Dois dias antes do acidente.

A entrevista com Philip Pond estava agendada para o início da tarde daquele dia. Hector decidiu acordar cedo e ir até a sala de estar para organizar o seu roteiro e pesquisar sobre a relação entre o Projeto Sigma e o Doutor Smith, mas assim que colocou as palavras-chave no site de pesquisa, observou um aviso no rodapé que dizia “Alguns resultados foram ocultados mediante decisão judicial”. Ele coçou a cabeça, curioso. Alguém não queria que essa história fosse desenterrada. Decidiu perguntar a Verônica assim que ela acordasse, já que aparentemente ela o conhecia.

– Você já ouviu falar no Projeto Sigma? – Perguntou Hector assim que Verônica apareceu com uma bandeja de torradas e café.

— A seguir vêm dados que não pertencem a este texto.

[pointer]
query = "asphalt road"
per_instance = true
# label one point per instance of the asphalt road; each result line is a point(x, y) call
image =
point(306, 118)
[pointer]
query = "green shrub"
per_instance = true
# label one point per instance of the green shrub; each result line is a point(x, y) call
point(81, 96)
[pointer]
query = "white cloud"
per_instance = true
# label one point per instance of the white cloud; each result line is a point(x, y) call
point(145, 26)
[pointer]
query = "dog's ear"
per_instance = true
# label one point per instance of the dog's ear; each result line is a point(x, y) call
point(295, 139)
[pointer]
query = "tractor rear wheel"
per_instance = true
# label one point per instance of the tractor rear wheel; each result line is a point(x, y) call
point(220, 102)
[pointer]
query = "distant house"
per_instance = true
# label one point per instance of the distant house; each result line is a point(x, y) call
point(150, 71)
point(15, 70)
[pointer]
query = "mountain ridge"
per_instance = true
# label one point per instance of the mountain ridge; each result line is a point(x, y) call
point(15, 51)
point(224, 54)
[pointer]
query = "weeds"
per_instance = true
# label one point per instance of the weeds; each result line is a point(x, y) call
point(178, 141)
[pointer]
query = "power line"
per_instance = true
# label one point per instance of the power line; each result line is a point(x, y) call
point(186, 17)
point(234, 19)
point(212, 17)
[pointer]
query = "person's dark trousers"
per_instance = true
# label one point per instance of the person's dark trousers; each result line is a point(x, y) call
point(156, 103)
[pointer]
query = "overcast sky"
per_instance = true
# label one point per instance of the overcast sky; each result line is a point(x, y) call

– Bom dia para você também, Hector, e de nada pela comida. – Respondeu Verônica calmamente. – E não, não conheço esse tal Projeto. Deveria?

– Aparentemente ele foi idealizado pelo Doutor Smith, e agora não quer que ninguém saiba sobre ele.

Verônica o encarou com um olhar preocupado.

– Você realmente está pesquisando o passado dele?! Como isso é infantil, Hector!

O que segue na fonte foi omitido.